Mixed day today. Went on my computer after waking up, spent too long on there (silly Danni) but painkillers helped with the pain and was in a good mood this morning. Johan also awake early (I woke at 4.30am, his alarm went at 6.30am) as he was going to Colin’s wedding today. After spending 20 minutes persuading him to give me cuddles instead of dozing on the sofa, he gave in and we both had an enjoyable half an hour on my bed. Then he got me dressed (Diablo 3 t-shirt for the win!) and went and sorted himself out.

We hadn’t arranged anyone to look after me as I had been hoping to attend the wedding, and when it became clear I was too ill it was a bit late to ask anyone, and we also figured that as the carers would be coming and he was close enough if there was an emergency, we’d be able to cope. He left for the wedding at about 10am, when the carer was due to arrive.

She didn’t turn up. I sent Johan a text message at 10.55am (wedding was due to start at 11am) to tell him, so he could contact the agency, which he did at 11.30am (after the ceremony was finished). She eventually turned up at 11.50am, but didn’t come in, only knocked (we leave the door unlocked for the carers so they can come straight in) forcing me to crawl to the front door, and causing me massive amounts of pain. She helped me back into bed (after fetching my wheelchair from the living room) then kept asking me lots of questions, that I was in too much pain to answer. In the end I had to ask her to leave, as I was scared (I was close to melting down at this point). I asked Johan to come home, and he did, missing the wedding meal. He phoned the agency and told them we’re not happy, listing all the reasons.
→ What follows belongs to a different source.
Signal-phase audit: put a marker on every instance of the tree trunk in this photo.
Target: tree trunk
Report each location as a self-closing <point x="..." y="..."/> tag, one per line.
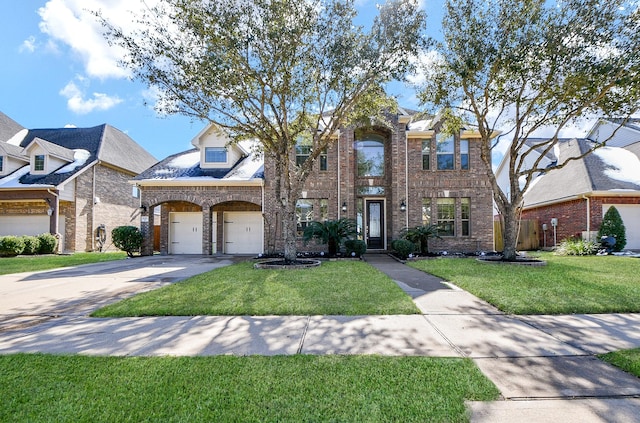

Soon after he arrived back home, the post arrived, including my corset. He helped me get it on, and I was able to sit up straight for the first time in a long time πŸ˜€ It’s also beautiful, so I’m really happy with it. I’ll need to figure out lacing it, and what to wear it with, but I already love it and I’ve only worn it for 20 minutes. I may use it to be able to sit up to get to the appointment next week (which is on Wednesday, as the letter arrived today). I’m still worried about it, but the corset will at least prevent me from flopping (and it’s comfortable to lie in, as well).

I’m now planning on sleeping, but will have to ask Johan if he wants to go to the wedding party thing tonight. I’m still in massive amounts of pain, and I’m hoping for the least amount of payback from today (I’m still suffering the payback from last Wednesday- mostly more pain than normal and less stamina for stuff, and needing to rest more).